Clark “The Spark” Anderson, an exercise physiologist and professional trainer, procrastinated for years before finally enrolling in college when he was 35.
I’m on the cusp of 46 years old, Clark is closing in on 52, yet we both feel phenomenal for our age.
“I believe the best years of my life are in front of me,” Clark says. “I don’t know how many years I have left but I’m gonna’ make the most of them.”
Check out our two-part video interview on YouTube, https://youtu.be/0k8HSswynVc
Clark and I discuss a few keys to conquer self-sabotaging behaviors such as procrastination, play-it-safe comfort zones and the “I’m too old” mental shackles.
We cover a lot of ground, including:
- A powerful lesson I learned in a philosophy class during my University of Maryland days: The professor asked the class, “Show of hands, how many of you hope that the first 1/3 of your life are the best years of your life?” Then he asked, “How many hope the 2/3 are the best years of your life?” And finally — “How many of you hope the last third of your life are the best years?”
With the last question, nearly every hand in the class shot up.
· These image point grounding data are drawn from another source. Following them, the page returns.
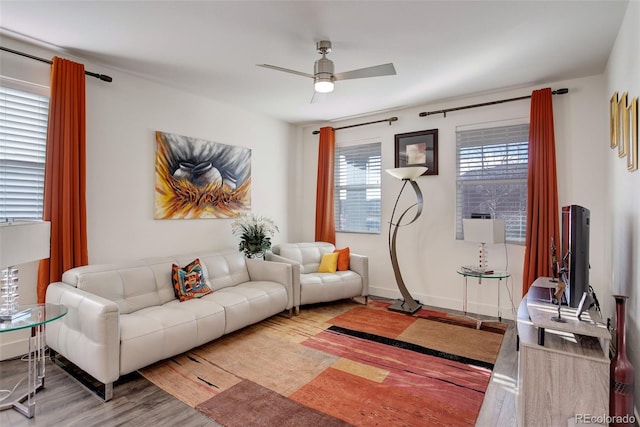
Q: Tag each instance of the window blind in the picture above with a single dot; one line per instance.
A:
(357, 188)
(23, 135)
(491, 170)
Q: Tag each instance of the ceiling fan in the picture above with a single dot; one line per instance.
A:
(323, 71)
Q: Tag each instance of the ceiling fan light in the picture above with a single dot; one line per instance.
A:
(324, 86)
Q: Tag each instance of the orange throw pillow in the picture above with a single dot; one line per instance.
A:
(344, 256)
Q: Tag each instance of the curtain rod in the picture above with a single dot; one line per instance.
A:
(102, 77)
(446, 110)
(389, 120)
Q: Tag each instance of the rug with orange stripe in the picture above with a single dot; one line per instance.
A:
(339, 364)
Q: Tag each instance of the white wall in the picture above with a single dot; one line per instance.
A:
(122, 118)
(622, 246)
(429, 254)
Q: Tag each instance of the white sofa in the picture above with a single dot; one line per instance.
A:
(126, 316)
(312, 287)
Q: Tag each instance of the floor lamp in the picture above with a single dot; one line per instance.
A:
(407, 175)
(20, 242)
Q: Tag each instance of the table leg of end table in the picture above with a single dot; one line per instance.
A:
(26, 403)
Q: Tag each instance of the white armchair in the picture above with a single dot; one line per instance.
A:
(311, 286)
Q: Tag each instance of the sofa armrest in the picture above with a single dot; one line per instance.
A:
(360, 265)
(280, 272)
(89, 334)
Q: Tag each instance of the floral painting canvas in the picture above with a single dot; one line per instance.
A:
(196, 178)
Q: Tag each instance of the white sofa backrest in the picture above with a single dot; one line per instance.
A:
(308, 254)
(145, 283)
(224, 268)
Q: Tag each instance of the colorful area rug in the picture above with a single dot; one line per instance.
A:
(339, 364)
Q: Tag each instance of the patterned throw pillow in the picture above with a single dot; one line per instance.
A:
(329, 263)
(189, 281)
(344, 257)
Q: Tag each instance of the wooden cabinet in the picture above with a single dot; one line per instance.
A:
(566, 376)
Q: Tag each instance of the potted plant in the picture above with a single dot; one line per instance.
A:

A reminder that, particularly here in the U.S., all is well that ends well. We are very much a how-you-finish society.
- Building A Stronger Mindset: “What I’ve learned as a fitness professional for over 25 years,” Clark says, “is that people start making things harder in their head — and making things harder in our head makes things harder in reality.”
- Part of the reason he’s aged well “I have good genes, but I didn’t take my genes for granted,” Clark says.
- Clark: “I had people telling me when I was 35, ‘You’re too old. Why are you gonna go to college now? You don’t need that.’
- “When I was thinking about going to college I thought, “It’s gonna’ take too long, it’s gonna take away from this, it’s gonna’ take away from that … ‘ But after a few years of me talking about how I was gonna’ go to college (but didn’t) my girlfriend said, ‘Do you know you could have already earned a degree by now?” She was right; I made it harder in my head and so I made things harder in reality.”